When you first see William Kealoha face to face, it can be shocking. Especially when you know how Willy Boy used to look, before he turned a shotgun on himself.
"I cannot chew on this side at all. This whole side of my face has nothing. It's pure wipe out. No more. It's all hollow," he said.
When he was younger Willy lived in Waianae and worked on the docks at Leeward Marine. In September 2001 he lost his footing and fell.
"So he bounced back and forth between the dry dock and the barge before he hit the hard metal floor," attorney Jay Friedheim said.
Friedheim met Willy after the accident. He has worked on Willy's worker's compensation case for twelve years.
"This guy was worked over in a way that is unconscionable," he said.
Willy suffered multiple injuries from the accident. Friedheim said after ten days in the hospital, Willy's employer brought him back to work, gave him a raise, and then laid him off. Willy found another job.
"Over the next couple of months his knees were so bad he had to see a doctor. And the new company said, 'Wait a minute! He fell at the old company,'" Friedheim said.
Willy was unemployed with no medical care. He and his wife became homeless. Child Protective Services removed their children.
"My wife had it up to here. She was really sick of all of it," Wily said.
On February 8, 2003, a despondent Willy attempted suicide. The gun blast destroyed the left side of his face. The surgeon tried to fill the hole. Willy says the pain is physical and emotional.
"That testimony that I share is that when you shoot yourself, that's how you're going to look forever, and that's not funny," he said.
The worker's comp claim blames the suicide attempt on the shipyard injury.
"His jaw is broken into two parts. So anything, even as strong as a peanut butter sandwich, hurts him to eat," Friedheim said.
Over the years there have been negotiations, denials, appeals and delays. Then last year, the Ninth Circuit Court of Appeals ruled and sided with Willy.
"Meaning, was the suicide or suicide attempt a directly related chain of causation to the original workers comp accident?" Friedheim said.
Even though the case is still held up, Friedheim sees a glimmer of hope. He believes Willy is entitled to medical help, compensation, and potentially reconstruction of his face.
"I am asking the higher court to order the lower court to decide," he said.

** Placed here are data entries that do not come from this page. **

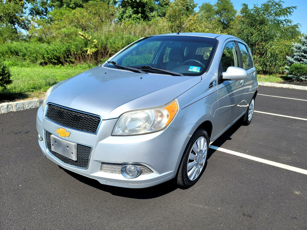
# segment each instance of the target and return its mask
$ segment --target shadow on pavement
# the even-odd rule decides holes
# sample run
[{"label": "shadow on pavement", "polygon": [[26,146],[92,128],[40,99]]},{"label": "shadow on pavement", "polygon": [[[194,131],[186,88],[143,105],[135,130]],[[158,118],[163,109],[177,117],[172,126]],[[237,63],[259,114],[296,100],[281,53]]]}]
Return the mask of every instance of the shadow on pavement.
[{"label": "shadow on pavement", "polygon": [[[241,126],[241,124],[242,121],[239,120],[215,141],[212,145],[219,147],[226,140],[231,140],[231,136]],[[207,159],[209,159],[216,151],[209,148]],[[207,165],[206,163],[205,165],[205,170]],[[152,199],[163,196],[178,188],[174,180],[144,189],[130,189],[100,184],[94,179],[79,175],[60,166],[59,167],[79,181],[115,196],[137,199]]]},{"label": "shadow on pavement", "polygon": [[[241,119],[239,119],[238,121],[232,125],[232,126],[229,127],[229,128],[220,136],[214,141],[211,144],[217,147],[220,147],[222,145],[226,142],[226,141],[232,140],[231,136],[232,136],[232,134],[235,132],[242,126],[242,121]],[[210,158],[210,157],[216,151],[215,149],[209,148],[207,159]]]}]

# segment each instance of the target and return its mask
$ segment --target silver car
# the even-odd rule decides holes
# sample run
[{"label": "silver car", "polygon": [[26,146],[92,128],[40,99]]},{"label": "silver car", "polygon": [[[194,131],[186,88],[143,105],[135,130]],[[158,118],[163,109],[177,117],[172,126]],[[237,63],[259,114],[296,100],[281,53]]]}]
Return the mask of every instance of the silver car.
[{"label": "silver car", "polygon": [[103,184],[199,179],[209,145],[253,116],[258,84],[246,44],[229,35],[163,34],[54,85],[37,113],[43,154]]}]

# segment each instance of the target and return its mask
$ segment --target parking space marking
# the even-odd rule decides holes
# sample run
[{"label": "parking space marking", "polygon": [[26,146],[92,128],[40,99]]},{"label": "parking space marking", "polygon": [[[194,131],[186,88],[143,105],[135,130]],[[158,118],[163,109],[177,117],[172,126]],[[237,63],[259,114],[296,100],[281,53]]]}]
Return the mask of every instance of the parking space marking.
[{"label": "parking space marking", "polygon": [[221,148],[220,147],[217,147],[216,146],[215,146],[214,145],[209,145],[209,148],[213,149],[215,149],[216,150],[220,151],[221,152],[223,152],[227,153],[229,153],[229,154],[232,154],[232,155],[235,155],[236,156],[239,156],[241,157],[243,157],[244,158],[249,159],[252,160],[254,160],[255,161],[258,161],[259,162],[263,163],[264,164],[267,164],[270,165],[272,165],[274,166],[276,166],[276,167],[281,168],[282,168],[285,169],[287,169],[288,170],[290,170],[291,171],[296,172],[299,173],[302,173],[303,174],[307,175],[307,170],[305,169],[303,169],[300,168],[297,168],[296,167],[290,166],[290,165],[287,165],[286,164],[281,164],[280,163],[278,163],[277,162],[275,162],[274,161],[272,161],[269,160],[266,160],[265,159],[260,158],[259,157],[257,157],[251,156],[250,155],[247,155],[247,154],[246,154],[244,153],[241,153],[240,152],[236,152],[234,151],[232,151],[232,150],[230,150],[229,149],[226,149],[225,148]]},{"label": "parking space marking", "polygon": [[265,94],[257,94],[257,95],[261,95],[261,96],[266,96],[268,97],[274,97],[274,98],[285,98],[286,99],[292,99],[294,100],[299,100],[299,101],[305,101],[307,102],[307,100],[305,99],[298,99],[297,98],[285,98],[284,97],[279,97],[278,96],[274,96],[273,95],[266,95]]},{"label": "parking space marking", "polygon": [[279,117],[289,117],[289,118],[293,118],[294,119],[297,119],[299,120],[303,120],[303,121],[307,121],[307,119],[305,118],[301,118],[301,117],[291,117],[291,116],[287,116],[286,115],[282,115],[281,114],[276,114],[276,113],[266,113],[266,112],[262,112],[261,111],[257,111],[255,110],[254,111],[256,113],[264,113],[265,114],[268,114],[270,115],[274,115],[275,116],[279,116]]}]

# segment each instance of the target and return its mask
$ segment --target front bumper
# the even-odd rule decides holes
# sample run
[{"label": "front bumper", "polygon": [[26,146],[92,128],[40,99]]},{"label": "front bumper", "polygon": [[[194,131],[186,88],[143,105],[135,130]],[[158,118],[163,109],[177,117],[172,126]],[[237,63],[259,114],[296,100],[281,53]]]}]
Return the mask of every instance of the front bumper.
[{"label": "front bumper", "polygon": [[[176,176],[185,146],[197,125],[191,124],[177,129],[171,127],[162,131],[136,136],[111,136],[117,119],[103,120],[96,134],[64,128],[71,133],[65,139],[91,147],[87,167],[81,169],[60,160],[49,150],[46,131],[60,138],[56,132],[61,126],[46,119],[41,106],[38,109],[37,129],[43,137],[40,147],[46,156],[61,167],[95,179],[101,184],[131,188],[145,188],[169,180]],[[64,138],[62,138],[64,139]],[[153,173],[127,179],[121,174],[100,171],[102,162],[142,164]]]}]

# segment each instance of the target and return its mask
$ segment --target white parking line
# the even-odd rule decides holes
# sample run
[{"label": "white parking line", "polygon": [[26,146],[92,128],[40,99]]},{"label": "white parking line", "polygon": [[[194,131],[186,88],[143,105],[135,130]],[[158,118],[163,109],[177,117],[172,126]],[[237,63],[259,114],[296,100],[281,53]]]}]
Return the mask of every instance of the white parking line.
[{"label": "white parking line", "polygon": [[257,111],[255,110],[254,111],[254,112],[259,113],[264,113],[265,114],[268,114],[270,115],[274,115],[275,116],[279,116],[279,117],[289,117],[289,118],[293,118],[294,119],[297,119],[299,120],[303,120],[303,121],[307,121],[307,119],[305,118],[301,118],[301,117],[291,117],[291,116],[286,116],[286,115],[282,115],[280,114],[276,114],[276,113],[266,113],[266,112],[262,112],[261,111]]},{"label": "white parking line", "polygon": [[265,94],[257,94],[257,95],[261,95],[262,96],[266,96],[268,97],[274,97],[274,98],[285,98],[286,99],[292,99],[294,100],[299,100],[299,101],[305,101],[307,102],[307,100],[305,99],[298,99],[297,98],[285,98],[284,97],[279,97],[278,96],[274,96],[273,95],[266,95]]},{"label": "white parking line", "polygon": [[223,152],[227,153],[229,153],[229,154],[235,155],[236,156],[238,156],[241,157],[243,157],[244,158],[252,160],[254,160],[255,161],[258,161],[259,162],[261,162],[261,163],[266,164],[270,165],[273,165],[274,166],[276,166],[276,167],[281,168],[282,168],[287,169],[288,170],[291,170],[291,171],[293,171],[296,172],[302,173],[303,174],[307,175],[307,170],[305,169],[300,168],[297,168],[296,167],[293,167],[293,166],[290,166],[290,165],[287,165],[286,164],[281,164],[280,163],[278,163],[274,161],[266,160],[265,159],[262,159],[262,158],[260,158],[255,156],[251,156],[249,155],[244,154],[244,153],[241,153],[240,152],[235,152],[232,150],[230,150],[228,149],[223,148],[221,148],[220,147],[217,147],[214,145],[209,145],[209,148],[210,148],[215,149],[218,151],[220,151],[221,152]]}]

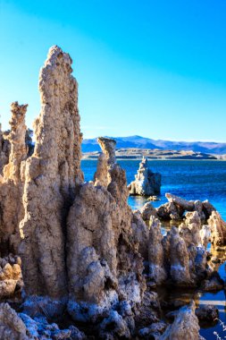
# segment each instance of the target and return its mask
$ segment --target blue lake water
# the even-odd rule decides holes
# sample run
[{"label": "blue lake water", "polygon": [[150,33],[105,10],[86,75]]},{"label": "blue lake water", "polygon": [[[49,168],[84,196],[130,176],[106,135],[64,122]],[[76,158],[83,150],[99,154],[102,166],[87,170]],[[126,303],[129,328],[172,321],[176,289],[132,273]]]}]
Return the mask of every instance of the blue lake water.
[{"label": "blue lake water", "polygon": [[[93,179],[96,169],[96,160],[82,160],[81,168],[85,181]],[[138,168],[138,160],[119,160],[126,171],[128,183],[134,180]],[[186,200],[208,200],[226,220],[226,161],[191,161],[191,160],[151,160],[148,162],[153,172],[162,174],[160,201],[152,202],[155,207],[167,201],[165,193],[171,192]],[[129,197],[129,204],[135,208],[141,208],[146,200],[141,197]],[[225,262],[220,266],[219,273],[226,279]],[[220,311],[220,319],[226,325],[225,291],[217,293],[200,293],[199,304],[214,304]],[[200,334],[205,339],[216,339],[217,332],[225,338],[220,322],[214,327],[202,327]]]},{"label": "blue lake water", "polygon": [[[82,160],[81,168],[85,180],[93,179],[96,160]],[[126,171],[128,183],[134,180],[138,168],[138,160],[119,160]],[[186,200],[209,200],[226,219],[226,162],[191,160],[151,160],[148,162],[153,172],[162,174],[160,201],[153,202],[155,207],[167,201],[166,192]],[[135,208],[141,208],[146,200],[140,197],[130,197],[129,204]]]}]

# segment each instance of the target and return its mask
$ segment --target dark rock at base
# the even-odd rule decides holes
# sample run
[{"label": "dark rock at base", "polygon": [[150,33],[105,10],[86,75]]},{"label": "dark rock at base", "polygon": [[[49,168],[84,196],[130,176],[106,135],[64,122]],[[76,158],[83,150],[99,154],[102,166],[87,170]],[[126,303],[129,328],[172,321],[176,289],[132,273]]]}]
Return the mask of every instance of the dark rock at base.
[{"label": "dark rock at base", "polygon": [[199,321],[213,322],[219,317],[219,310],[215,306],[207,304],[197,308],[196,316]]}]

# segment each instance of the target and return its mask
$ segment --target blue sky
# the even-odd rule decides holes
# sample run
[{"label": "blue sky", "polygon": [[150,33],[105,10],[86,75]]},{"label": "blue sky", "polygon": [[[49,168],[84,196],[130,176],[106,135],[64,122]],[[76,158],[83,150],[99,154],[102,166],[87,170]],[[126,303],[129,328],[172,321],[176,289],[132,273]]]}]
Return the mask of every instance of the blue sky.
[{"label": "blue sky", "polygon": [[48,48],[73,59],[84,138],[226,141],[224,0],[0,0],[0,114],[40,110]]}]

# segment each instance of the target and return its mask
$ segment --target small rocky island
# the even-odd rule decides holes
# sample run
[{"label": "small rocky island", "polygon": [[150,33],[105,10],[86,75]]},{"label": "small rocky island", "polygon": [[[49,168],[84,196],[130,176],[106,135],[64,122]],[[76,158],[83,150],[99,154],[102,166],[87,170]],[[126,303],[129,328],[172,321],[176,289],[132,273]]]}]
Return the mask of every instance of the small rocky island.
[{"label": "small rocky island", "polygon": [[[0,133],[0,339],[201,340],[200,322],[213,322],[217,309],[197,308],[196,293],[169,302],[158,287],[222,289],[215,259],[225,222],[210,202],[171,194],[132,211],[112,139],[99,138],[94,179],[84,182],[71,64],[50,48],[31,155],[27,105],[12,104],[11,131]],[[155,193],[160,179],[144,158],[138,190],[151,183]],[[172,227],[163,235],[164,220]]]},{"label": "small rocky island", "polygon": [[161,174],[148,168],[147,158],[143,157],[135,181],[128,185],[130,195],[153,196],[160,194]]}]

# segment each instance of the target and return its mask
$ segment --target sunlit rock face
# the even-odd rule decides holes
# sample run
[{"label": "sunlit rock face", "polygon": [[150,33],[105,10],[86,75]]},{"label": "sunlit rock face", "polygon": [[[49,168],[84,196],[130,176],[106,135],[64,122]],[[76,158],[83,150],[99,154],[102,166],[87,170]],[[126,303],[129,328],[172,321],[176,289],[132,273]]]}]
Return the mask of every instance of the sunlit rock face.
[{"label": "sunlit rock face", "polygon": [[50,48],[39,74],[41,112],[34,123],[36,146],[24,169],[25,216],[20,228],[26,292],[67,295],[66,217],[82,183],[77,81],[71,59]]},{"label": "sunlit rock face", "polygon": [[216,248],[226,244],[226,223],[217,211],[213,211],[208,219],[211,230],[211,242]]},{"label": "sunlit rock face", "polygon": [[[126,177],[115,161],[115,142],[100,140],[106,178],[100,181],[96,174],[98,183],[81,185],[68,217],[68,310],[74,319],[83,321],[109,315],[102,333],[104,325],[118,320],[125,336],[129,330],[123,313],[110,310],[121,305],[123,310],[125,303],[134,310],[141,303],[146,285],[138,241],[146,236],[146,226],[140,217],[133,217],[127,204]],[[130,315],[132,319],[133,312]]]},{"label": "sunlit rock face", "polygon": [[130,195],[152,196],[160,193],[161,174],[148,169],[146,157],[143,157],[135,181],[128,188]]},{"label": "sunlit rock face", "polygon": [[186,212],[196,211],[204,223],[216,210],[208,200],[187,200],[171,193],[166,193],[165,197],[168,202],[156,209],[157,217],[163,220],[180,221]]},{"label": "sunlit rock face", "polygon": [[27,105],[12,103],[10,120],[11,130],[7,135],[9,141],[9,163],[4,166],[0,182],[0,242],[1,252],[7,255],[17,252],[20,243],[19,224],[23,217],[22,204],[23,168],[27,158],[25,142],[25,115]]},{"label": "sunlit rock face", "polygon": [[196,244],[196,236],[181,235],[181,230],[180,233],[174,226],[163,236],[161,223],[154,217],[149,226],[149,278],[153,285],[196,286],[209,276],[212,271],[207,266],[207,253],[204,247]]}]

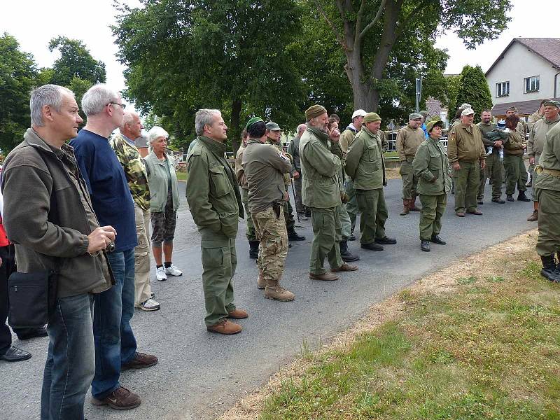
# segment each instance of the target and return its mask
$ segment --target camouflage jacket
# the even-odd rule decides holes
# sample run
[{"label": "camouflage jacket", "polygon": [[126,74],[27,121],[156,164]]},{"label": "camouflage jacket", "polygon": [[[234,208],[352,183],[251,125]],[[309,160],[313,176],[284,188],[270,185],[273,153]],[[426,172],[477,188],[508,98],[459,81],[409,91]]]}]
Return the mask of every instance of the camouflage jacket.
[{"label": "camouflage jacket", "polygon": [[144,160],[135,146],[130,144],[118,134],[109,141],[111,147],[115,150],[117,159],[122,165],[127,176],[128,188],[132,199],[143,210],[150,209],[150,188],[148,186],[148,175]]}]

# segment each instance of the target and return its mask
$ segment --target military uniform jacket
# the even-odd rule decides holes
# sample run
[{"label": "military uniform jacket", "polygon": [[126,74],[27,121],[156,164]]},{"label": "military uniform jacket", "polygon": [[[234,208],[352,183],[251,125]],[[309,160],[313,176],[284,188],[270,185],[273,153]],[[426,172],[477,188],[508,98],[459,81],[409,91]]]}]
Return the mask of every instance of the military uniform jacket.
[{"label": "military uniform jacket", "polygon": [[552,169],[554,174],[541,172],[535,183],[536,188],[560,191],[560,124],[554,125],[547,133],[542,153],[538,164],[544,169]]},{"label": "military uniform jacket", "polygon": [[328,143],[328,136],[309,124],[300,141],[302,200],[309,207],[332,209],[342,202],[340,158],[330,152]]},{"label": "military uniform jacket", "polygon": [[447,140],[447,156],[451,163],[486,159],[480,130],[474,124],[460,123],[451,128]]},{"label": "military uniform jacket", "polygon": [[[529,133],[529,139],[527,141],[527,155],[534,158],[536,155],[540,155],[542,153],[542,147],[545,146],[545,139],[547,133],[559,121],[560,121],[560,115],[556,115],[556,120],[554,121],[547,121],[545,118],[542,118],[535,122]],[[536,163],[538,163],[538,162]]]},{"label": "military uniform jacket", "polygon": [[356,190],[382,188],[385,162],[379,136],[362,127],[346,153],[344,169]]},{"label": "military uniform jacket", "polygon": [[420,144],[412,167],[418,176],[419,194],[440,195],[451,191],[449,161],[438,139],[430,137]]},{"label": "military uniform jacket", "polygon": [[187,158],[187,201],[199,230],[208,228],[234,238],[243,204],[225,152],[224,144],[199,136]]},{"label": "military uniform jacket", "polygon": [[412,162],[418,146],[425,139],[424,130],[420,127],[413,129],[407,125],[398,130],[396,148],[400,162]]}]

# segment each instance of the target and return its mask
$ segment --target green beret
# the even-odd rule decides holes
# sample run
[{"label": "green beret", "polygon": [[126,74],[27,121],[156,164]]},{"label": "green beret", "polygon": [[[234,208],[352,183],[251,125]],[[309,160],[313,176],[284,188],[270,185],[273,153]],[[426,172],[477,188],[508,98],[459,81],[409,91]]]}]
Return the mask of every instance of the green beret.
[{"label": "green beret", "polygon": [[428,124],[426,124],[426,130],[428,132],[428,134],[430,131],[432,131],[432,129],[434,127],[435,125],[442,127],[443,121],[442,121],[441,120],[433,120],[432,121],[430,121]]},{"label": "green beret", "polygon": [[368,112],[365,114],[362,122],[365,124],[366,122],[374,122],[375,121],[381,121],[381,117],[374,112]]},{"label": "green beret", "polygon": [[255,122],[258,122],[259,121],[262,121],[262,118],[260,117],[253,117],[251,120],[247,121],[247,124],[245,125],[245,130],[248,130],[249,127],[253,125]]},{"label": "green beret", "polygon": [[321,106],[321,105],[314,105],[313,106],[309,106],[305,111],[305,119],[309,121],[312,118],[318,117],[326,112],[327,112],[327,110],[324,106]]}]

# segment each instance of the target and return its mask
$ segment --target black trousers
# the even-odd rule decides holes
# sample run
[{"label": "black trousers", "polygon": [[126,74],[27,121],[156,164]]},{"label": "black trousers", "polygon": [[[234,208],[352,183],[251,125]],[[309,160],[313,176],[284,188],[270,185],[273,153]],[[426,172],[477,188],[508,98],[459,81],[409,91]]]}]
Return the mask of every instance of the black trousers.
[{"label": "black trousers", "polygon": [[[0,354],[3,354],[12,345],[12,333],[6,323],[8,318],[8,279],[15,271],[15,251],[13,245],[0,246]],[[13,332],[17,335],[27,334],[34,328],[18,328]]]}]

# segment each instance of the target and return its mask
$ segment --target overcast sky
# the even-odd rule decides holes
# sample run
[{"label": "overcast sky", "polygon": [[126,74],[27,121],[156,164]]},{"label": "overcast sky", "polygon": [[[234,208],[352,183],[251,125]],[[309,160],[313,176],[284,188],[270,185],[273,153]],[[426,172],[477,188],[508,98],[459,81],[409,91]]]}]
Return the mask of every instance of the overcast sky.
[{"label": "overcast sky", "polygon": [[[137,0],[125,1],[132,6],[139,4]],[[465,64],[480,64],[486,71],[514,37],[560,36],[560,1],[512,0],[512,20],[498,39],[475,50],[466,50],[452,33],[438,40],[436,46],[447,48],[450,55],[446,73],[460,73]],[[62,35],[80,39],[96,59],[105,63],[107,83],[119,90],[125,88],[124,67],[116,60],[117,47],[108,27],[115,15],[113,0],[14,0],[3,2],[1,10],[0,32],[15,36],[21,49],[33,54],[40,67],[51,66],[58,57],[48,50],[51,38]]]}]

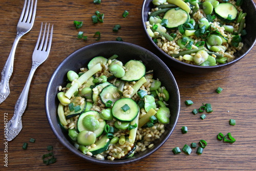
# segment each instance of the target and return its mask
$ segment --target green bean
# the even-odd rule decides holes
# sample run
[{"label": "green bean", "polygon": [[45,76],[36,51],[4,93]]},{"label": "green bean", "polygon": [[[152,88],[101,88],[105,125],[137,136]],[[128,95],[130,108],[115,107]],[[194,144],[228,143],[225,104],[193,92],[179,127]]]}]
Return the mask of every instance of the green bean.
[{"label": "green bean", "polygon": [[68,77],[68,79],[72,82],[75,79],[77,79],[79,78],[78,74],[77,74],[75,71],[69,71],[67,73],[67,76]]},{"label": "green bean", "polygon": [[117,78],[122,78],[124,76],[125,71],[122,67],[118,64],[114,64],[110,67],[110,71]]},{"label": "green bean", "polygon": [[77,135],[77,142],[82,145],[90,145],[96,141],[96,135],[94,132],[83,130]]},{"label": "green bean", "polygon": [[170,122],[170,110],[168,108],[160,108],[156,114],[158,121],[163,124],[168,124]]},{"label": "green bean", "polygon": [[204,47],[202,46],[201,47],[199,47],[198,49],[192,49],[190,50],[180,51],[177,54],[171,54],[170,55],[173,57],[177,58],[180,56],[183,56],[184,55],[190,54],[194,53],[197,53],[199,51],[201,50],[204,50]]},{"label": "green bean", "polygon": [[154,5],[158,6],[160,5],[160,4],[163,4],[164,3],[165,3],[166,2],[166,0],[153,0],[152,1],[152,3],[153,3]]},{"label": "green bean", "polygon": [[93,90],[90,87],[85,87],[81,91],[81,93],[84,96],[84,97],[88,99],[92,98],[92,93]]},{"label": "green bean", "polygon": [[167,11],[168,11],[170,9],[170,8],[163,8],[163,9],[159,9],[157,11],[152,12],[150,14],[149,17],[150,17],[151,16],[156,16],[157,15],[159,15],[161,13],[165,13]]},{"label": "green bean", "polygon": [[95,131],[99,127],[99,121],[94,115],[88,115],[82,119],[82,125],[88,130]]},{"label": "green bean", "polygon": [[204,2],[203,3],[203,10],[206,15],[211,14],[214,10],[214,7],[209,2]]},{"label": "green bean", "polygon": [[57,94],[57,97],[60,103],[63,105],[66,106],[70,103],[70,100],[65,96],[65,93],[63,92],[59,92]]},{"label": "green bean", "polygon": [[110,144],[114,145],[116,144],[119,140],[119,138],[118,137],[115,137],[110,140]]},{"label": "green bean", "polygon": [[128,129],[130,122],[121,122],[117,120],[115,122],[114,125],[118,129],[125,130]]}]

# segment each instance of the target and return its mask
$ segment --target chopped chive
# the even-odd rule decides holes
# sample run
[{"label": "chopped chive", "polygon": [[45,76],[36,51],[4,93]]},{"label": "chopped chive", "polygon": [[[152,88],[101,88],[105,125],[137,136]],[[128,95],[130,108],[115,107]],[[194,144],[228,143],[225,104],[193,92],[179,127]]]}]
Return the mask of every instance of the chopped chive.
[{"label": "chopped chive", "polygon": [[202,148],[204,148],[207,145],[207,143],[205,140],[201,140],[200,141],[199,141],[199,143],[201,144],[201,146],[202,146]]},{"label": "chopped chive", "polygon": [[194,103],[192,101],[192,100],[187,100],[185,101],[185,103],[187,105],[191,105],[191,104],[193,104]]},{"label": "chopped chive", "polygon": [[35,141],[35,140],[34,139],[34,138],[30,138],[30,139],[29,140],[29,142],[33,142],[33,143],[34,143]]},{"label": "chopped chive", "polygon": [[216,92],[220,94],[221,93],[221,91],[222,91],[222,90],[223,90],[223,89],[221,87],[218,87],[217,89],[216,89]]},{"label": "chopped chive", "polygon": [[202,120],[204,120],[204,119],[205,119],[206,117],[206,115],[205,115],[205,114],[202,114],[200,116],[200,118],[202,119]]},{"label": "chopped chive", "polygon": [[230,133],[228,133],[224,137],[223,141],[226,142],[233,143],[236,141],[236,139],[232,137]]},{"label": "chopped chive", "polygon": [[180,149],[179,147],[177,147],[174,148],[173,148],[173,152],[175,155],[176,155],[177,154],[180,154],[181,153],[181,151],[180,151]]},{"label": "chopped chive", "polygon": [[22,148],[24,149],[27,149],[27,147],[28,147],[28,143],[27,142],[24,142],[23,143],[23,145]]},{"label": "chopped chive", "polygon": [[47,150],[48,151],[50,151],[52,150],[53,149],[53,147],[52,146],[52,145],[47,146]]},{"label": "chopped chive", "polygon": [[222,133],[219,133],[217,135],[217,138],[219,140],[222,140],[224,138],[224,135]]},{"label": "chopped chive", "polygon": [[197,152],[196,152],[197,154],[199,155],[201,155],[202,153],[203,153],[203,151],[204,150],[204,148],[202,148],[201,146],[199,146],[197,148]]},{"label": "chopped chive", "polygon": [[196,148],[197,147],[197,143],[195,142],[192,142],[190,145],[191,148]]},{"label": "chopped chive", "polygon": [[129,14],[129,12],[127,10],[124,10],[123,12],[123,17],[125,18]]},{"label": "chopped chive", "polygon": [[205,104],[205,107],[206,108],[206,112],[213,112],[214,111],[211,109],[211,105],[210,103],[206,103]]},{"label": "chopped chive", "polygon": [[130,106],[127,104],[125,104],[124,105],[123,105],[122,107],[121,107],[121,109],[123,112],[126,112],[126,111],[128,111],[130,109]]},{"label": "chopped chive", "polygon": [[187,133],[187,126],[182,126],[181,127],[181,132],[182,134],[186,134]]},{"label": "chopped chive", "polygon": [[236,120],[232,119],[229,119],[229,124],[230,125],[236,125]]},{"label": "chopped chive", "polygon": [[188,145],[185,144],[182,148],[182,151],[186,154],[190,155],[191,152],[192,151],[192,149]]},{"label": "chopped chive", "polygon": [[198,113],[198,111],[197,110],[197,109],[195,109],[194,110],[192,111],[192,113],[193,113],[193,114],[196,115]]}]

Willy now lives with his pastor and the consequences of his action.
"He has a hard time tasting, smelling, hard time breathing. When he sleeps you can hear him skip breaths and almost gag to breathe," said Thomas Couch, pastor of House of Angels Ministry.
Friedheim said the outcome of Willy's case could affect the cases of American contractors injured in war zones, who attempt suicide, then file a compensation claim.
"And they've lost legs or body parts. And these are not people that went there as soldiers. There's no VA benefits. They wish they had VA benefits," he said.
Sunday mornings, Willy worships at a church that meets at the Waianae Boat Harbor. He said he's born again. In this setting, it seems his deformity disappears. He helps the homeless and shares his story.
"I cannot wait to go to heaven and see my mansion," he tells the congregation.
Willy said God saved him from death twice. Even if his worker's compensation claim fails, he is at peace.
"When I look at myself in the mirror, I go, 'You know, I messed up big time. But Jesus Christ gave me another chance to live,'" he said.